I don't think you would recognize what passes for public school curriculum any more.



To: koan who wrote (77432)4/8/2008 11:32:14 PM
From: mishedlo  Read Replies (3) | Respond to of 116555
 
OT - I did a double check.
What I have in the freezer is "fresh frozen" Pacific Sockeye Salmon not king salmon.

$8.99

What does that go for when you can get it genuine fresh?

Mish



To: koan who wrote (77432)4/9/2008 7:58:03 AM
From: Oblomov  Read Replies (1) | Respond to of 116555
 
Commager was right- the institutions were too messy for even a monomaniacal scoundrel like Nixon to take over.

I don't mean that there is a public school dogma in the strict sense that a Catholic school has a dogma. It's more subtle and pervasive than that. It's a set of unquestioned assumptions that underlay the whole enterprise. Just as a Catholic school would never question the goodness of Catholicism, a public school will never question the rightness of the American civic mythology, whatever it is at the time.

What you describe as the broad arc of history is a good example of this dogma: Whiggish history, the idea that history progresses and that human civilization has "evolved".

Democracy was not an invention of the French or Scottish Enlightenment thinkers. They were familiar with the ancient Greek experiment. Like Aristotle, they viewed democracy as a corrupted form of timocracy (what the Romans later called a republic- theirs too fell). BTW- I consider The Republic essential reading, too.

The founders of the US were also alarmed by the revolution in France (as was Burke), and the Constitution they wrote was informed by their desire to limit democracy in favor of minority rights and individual liberty.

Oddly enough, when Tocqueville visited the US, he observed that democracy in the US had far greater potential to produce mediocrity than mob rule.

What was unique about the late enlightenment was its success in advocating individual liberty, not democracy. At one point, as much as 25% of the South and 10% of the North was in servitude (either as chattel or by contract). A third of Russia was living in some sort of servitude- in fact, the word "slave" comes from the name of the ethnic group, Slav. Slavery was a feature of ordinary life in ancient Greece and Rome. But that changed starting in the late eighteenth century.

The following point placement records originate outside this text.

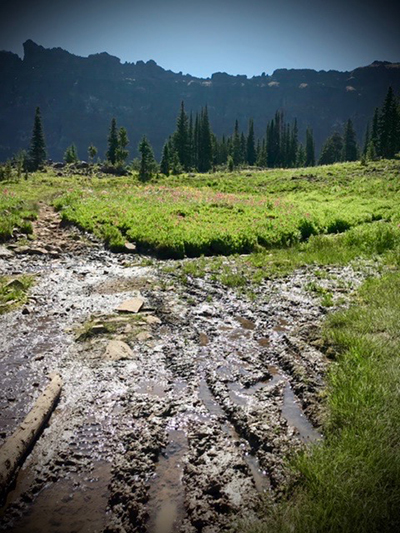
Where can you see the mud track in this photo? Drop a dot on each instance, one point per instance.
(184, 432)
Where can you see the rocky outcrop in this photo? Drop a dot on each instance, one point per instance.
(79, 96)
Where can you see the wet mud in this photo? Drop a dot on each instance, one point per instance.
(185, 430)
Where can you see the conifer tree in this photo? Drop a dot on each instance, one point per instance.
(71, 155)
(148, 165)
(205, 145)
(122, 153)
(251, 155)
(389, 126)
(92, 152)
(310, 148)
(332, 150)
(236, 156)
(181, 138)
(37, 152)
(350, 149)
(294, 142)
(367, 139)
(165, 162)
(112, 142)
(301, 156)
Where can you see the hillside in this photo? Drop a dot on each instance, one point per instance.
(79, 96)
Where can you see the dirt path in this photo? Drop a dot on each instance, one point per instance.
(188, 431)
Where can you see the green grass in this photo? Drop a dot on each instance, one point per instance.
(220, 214)
(351, 482)
(13, 292)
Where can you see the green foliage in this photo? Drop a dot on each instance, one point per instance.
(112, 142)
(71, 155)
(37, 152)
(92, 152)
(13, 292)
(148, 165)
(351, 482)
(232, 213)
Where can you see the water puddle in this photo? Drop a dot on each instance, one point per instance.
(166, 495)
(293, 414)
(260, 478)
(76, 503)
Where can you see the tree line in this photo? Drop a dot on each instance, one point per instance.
(194, 147)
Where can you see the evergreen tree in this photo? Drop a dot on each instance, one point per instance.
(367, 139)
(165, 161)
(37, 152)
(251, 155)
(205, 144)
(121, 152)
(92, 152)
(294, 143)
(71, 155)
(375, 131)
(332, 150)
(310, 148)
(181, 138)
(242, 148)
(389, 126)
(112, 142)
(236, 155)
(148, 165)
(301, 156)
(350, 149)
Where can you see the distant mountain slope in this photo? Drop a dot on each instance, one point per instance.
(79, 96)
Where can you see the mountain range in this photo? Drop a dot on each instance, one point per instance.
(79, 96)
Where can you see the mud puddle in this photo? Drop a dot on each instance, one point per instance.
(186, 431)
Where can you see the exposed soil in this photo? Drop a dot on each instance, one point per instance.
(185, 431)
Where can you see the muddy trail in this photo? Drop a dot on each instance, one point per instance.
(176, 418)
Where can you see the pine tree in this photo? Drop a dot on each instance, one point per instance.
(332, 150)
(181, 138)
(294, 143)
(112, 142)
(148, 165)
(310, 148)
(251, 155)
(165, 162)
(121, 152)
(71, 155)
(37, 152)
(92, 152)
(367, 139)
(236, 156)
(389, 126)
(301, 156)
(205, 144)
(350, 149)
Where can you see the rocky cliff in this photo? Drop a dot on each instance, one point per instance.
(78, 97)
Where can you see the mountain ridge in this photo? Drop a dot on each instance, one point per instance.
(78, 97)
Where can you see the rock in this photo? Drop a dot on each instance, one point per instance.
(15, 284)
(131, 306)
(4, 252)
(151, 319)
(143, 336)
(130, 247)
(117, 351)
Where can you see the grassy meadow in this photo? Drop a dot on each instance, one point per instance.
(272, 222)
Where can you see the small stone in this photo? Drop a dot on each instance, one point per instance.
(143, 336)
(131, 306)
(118, 350)
(130, 247)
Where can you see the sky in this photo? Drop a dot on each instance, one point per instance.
(236, 36)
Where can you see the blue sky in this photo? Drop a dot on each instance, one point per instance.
(239, 37)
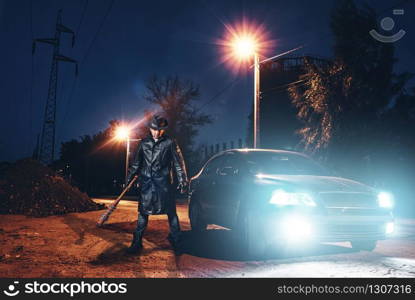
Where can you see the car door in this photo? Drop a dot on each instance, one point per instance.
(207, 188)
(228, 190)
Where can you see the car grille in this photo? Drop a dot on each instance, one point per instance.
(352, 232)
(350, 204)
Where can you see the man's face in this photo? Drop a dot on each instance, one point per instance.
(156, 133)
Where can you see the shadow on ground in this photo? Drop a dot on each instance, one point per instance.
(224, 245)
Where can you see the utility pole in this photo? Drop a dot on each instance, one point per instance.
(257, 99)
(47, 145)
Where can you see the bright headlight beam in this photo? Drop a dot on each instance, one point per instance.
(390, 227)
(385, 200)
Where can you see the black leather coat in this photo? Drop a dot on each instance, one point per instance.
(154, 163)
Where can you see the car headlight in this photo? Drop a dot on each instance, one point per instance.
(282, 198)
(385, 200)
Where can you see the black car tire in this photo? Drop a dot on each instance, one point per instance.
(364, 245)
(251, 234)
(197, 220)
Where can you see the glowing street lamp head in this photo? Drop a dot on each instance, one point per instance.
(241, 41)
(244, 46)
(122, 133)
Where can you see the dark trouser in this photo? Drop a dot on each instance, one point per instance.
(173, 223)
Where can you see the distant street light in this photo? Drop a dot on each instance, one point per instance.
(122, 133)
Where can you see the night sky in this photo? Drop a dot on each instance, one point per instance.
(141, 38)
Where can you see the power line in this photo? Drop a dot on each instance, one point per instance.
(85, 57)
(76, 77)
(31, 80)
(217, 95)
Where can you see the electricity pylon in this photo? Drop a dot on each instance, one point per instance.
(47, 144)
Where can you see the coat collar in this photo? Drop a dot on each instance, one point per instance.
(162, 138)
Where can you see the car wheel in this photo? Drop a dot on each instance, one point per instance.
(364, 245)
(251, 234)
(197, 220)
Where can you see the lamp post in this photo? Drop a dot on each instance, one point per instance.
(257, 98)
(245, 47)
(123, 133)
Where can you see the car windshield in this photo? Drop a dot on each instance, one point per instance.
(284, 164)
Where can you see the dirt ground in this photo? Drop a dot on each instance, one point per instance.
(72, 246)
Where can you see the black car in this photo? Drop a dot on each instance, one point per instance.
(275, 196)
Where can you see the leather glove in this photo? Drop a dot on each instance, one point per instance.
(182, 187)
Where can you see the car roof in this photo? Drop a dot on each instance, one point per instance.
(244, 151)
(251, 150)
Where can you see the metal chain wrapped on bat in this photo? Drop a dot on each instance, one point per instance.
(114, 204)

Perhaps what we experienced was just an unusual period - perhaps people become eager again for the unfreedom but security of servitude. We did begin heading down that road nearly 100 years ago, under Wilson, and have continued down that road, albeit slowly. I hope that this reverses, and that freedom is "rediscovered", but (against the Whig view of history) I see the same themes emerge today as in the past. Is progress possible? Maybe, but I won't count on it.



To: koan who wrote (77432)4/9/2008 1:36:28 PM
From: sageyrain  Read Replies (1) | Respond to of 116555
 
"The great ancient Greeks (350 BC) almost hit critical mass, but were annilated before they could evolove a sophisticated civilzation. I love the ancient Greeks! The Republic by PLATO was sooooo profound and to think he wrote it over 2,000 years ago."

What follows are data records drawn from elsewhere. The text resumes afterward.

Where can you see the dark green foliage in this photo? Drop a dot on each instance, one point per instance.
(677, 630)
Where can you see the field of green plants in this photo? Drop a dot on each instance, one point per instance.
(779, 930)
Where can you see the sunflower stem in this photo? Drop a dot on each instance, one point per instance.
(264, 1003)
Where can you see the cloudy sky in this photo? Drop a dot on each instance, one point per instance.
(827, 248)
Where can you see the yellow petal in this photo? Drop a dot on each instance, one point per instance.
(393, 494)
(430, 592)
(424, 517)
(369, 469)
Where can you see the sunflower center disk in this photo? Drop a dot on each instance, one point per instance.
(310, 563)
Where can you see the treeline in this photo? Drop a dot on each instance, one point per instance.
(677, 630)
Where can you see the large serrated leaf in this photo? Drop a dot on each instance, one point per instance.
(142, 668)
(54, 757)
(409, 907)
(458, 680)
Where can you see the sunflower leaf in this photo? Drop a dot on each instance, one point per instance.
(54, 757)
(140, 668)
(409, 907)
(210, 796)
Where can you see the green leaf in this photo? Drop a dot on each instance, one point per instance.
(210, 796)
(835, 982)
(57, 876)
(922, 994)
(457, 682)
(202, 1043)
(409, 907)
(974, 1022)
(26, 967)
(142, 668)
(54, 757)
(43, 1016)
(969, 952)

the Republic - an elite ruling class, ruling the eugenically purpose bred worker class through an enforcer "Guardian" class, with liberal doses of the Noble Lie.

Enlightened for some, hell for most.

A familiar model, and yes, it has been very profound.

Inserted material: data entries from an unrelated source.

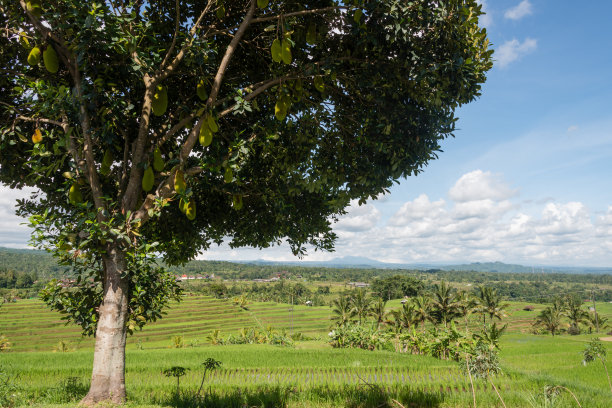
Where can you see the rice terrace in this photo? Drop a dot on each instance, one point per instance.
(300, 204)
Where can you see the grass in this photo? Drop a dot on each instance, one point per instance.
(310, 375)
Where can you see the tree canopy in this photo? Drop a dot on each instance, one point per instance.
(160, 128)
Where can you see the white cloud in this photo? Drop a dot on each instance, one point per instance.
(359, 218)
(513, 50)
(524, 8)
(486, 19)
(479, 185)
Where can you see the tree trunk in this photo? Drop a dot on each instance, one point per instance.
(108, 375)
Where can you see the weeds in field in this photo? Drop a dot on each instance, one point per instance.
(5, 345)
(8, 388)
(178, 342)
(595, 350)
(210, 364)
(178, 372)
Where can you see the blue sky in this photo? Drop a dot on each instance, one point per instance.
(527, 179)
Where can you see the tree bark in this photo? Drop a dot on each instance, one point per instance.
(108, 375)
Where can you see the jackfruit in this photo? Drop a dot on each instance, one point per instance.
(107, 160)
(221, 12)
(311, 34)
(237, 202)
(212, 124)
(201, 90)
(357, 16)
(158, 161)
(182, 205)
(276, 50)
(228, 176)
(160, 101)
(205, 134)
(74, 195)
(37, 136)
(148, 179)
(34, 7)
(286, 52)
(50, 60)
(318, 82)
(190, 210)
(34, 56)
(179, 182)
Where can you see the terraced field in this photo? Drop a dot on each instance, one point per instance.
(33, 327)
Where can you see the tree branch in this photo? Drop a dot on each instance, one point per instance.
(176, 29)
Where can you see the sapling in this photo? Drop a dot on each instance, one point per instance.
(595, 350)
(210, 364)
(178, 372)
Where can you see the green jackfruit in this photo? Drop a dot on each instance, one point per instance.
(201, 90)
(311, 34)
(182, 206)
(190, 210)
(357, 16)
(34, 7)
(74, 195)
(160, 101)
(286, 52)
(34, 56)
(205, 134)
(212, 124)
(50, 60)
(237, 202)
(228, 176)
(318, 82)
(158, 161)
(276, 50)
(148, 179)
(107, 160)
(179, 182)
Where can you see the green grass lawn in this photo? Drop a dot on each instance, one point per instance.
(311, 374)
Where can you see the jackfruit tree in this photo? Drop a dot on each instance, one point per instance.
(154, 129)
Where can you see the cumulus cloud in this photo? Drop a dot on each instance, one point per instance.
(513, 50)
(524, 8)
(487, 18)
(359, 218)
(12, 231)
(478, 185)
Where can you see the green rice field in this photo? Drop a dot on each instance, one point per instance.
(311, 374)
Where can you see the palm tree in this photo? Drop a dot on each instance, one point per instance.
(404, 318)
(445, 303)
(550, 319)
(361, 303)
(378, 312)
(490, 303)
(575, 313)
(342, 310)
(422, 309)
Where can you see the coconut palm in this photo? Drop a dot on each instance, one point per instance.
(404, 318)
(378, 312)
(422, 309)
(342, 310)
(550, 319)
(445, 305)
(361, 304)
(490, 303)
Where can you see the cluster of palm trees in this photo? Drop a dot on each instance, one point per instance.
(441, 306)
(568, 313)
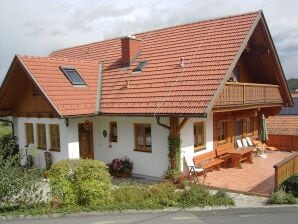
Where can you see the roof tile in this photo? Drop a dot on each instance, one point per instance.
(163, 87)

To: koan who wrote (77432)4/9/2008 1:49:40 PM
From: zamboz  Respond to of 116555
 
The great ancient Greeks (350 BC) almost hit critical mass, but were annilated before they could evolove a sophisticated civilzation. They annihilated themselves with an unnecessary war in Sicily with Syracuse. It turned out to be a disaster--an army totally slaughtered and a huge fleet captured. It was only a matter of time before Sparta finally wore them down.
If wars are largely economic in modern times. We are getting slaughtered in our unnecessary war.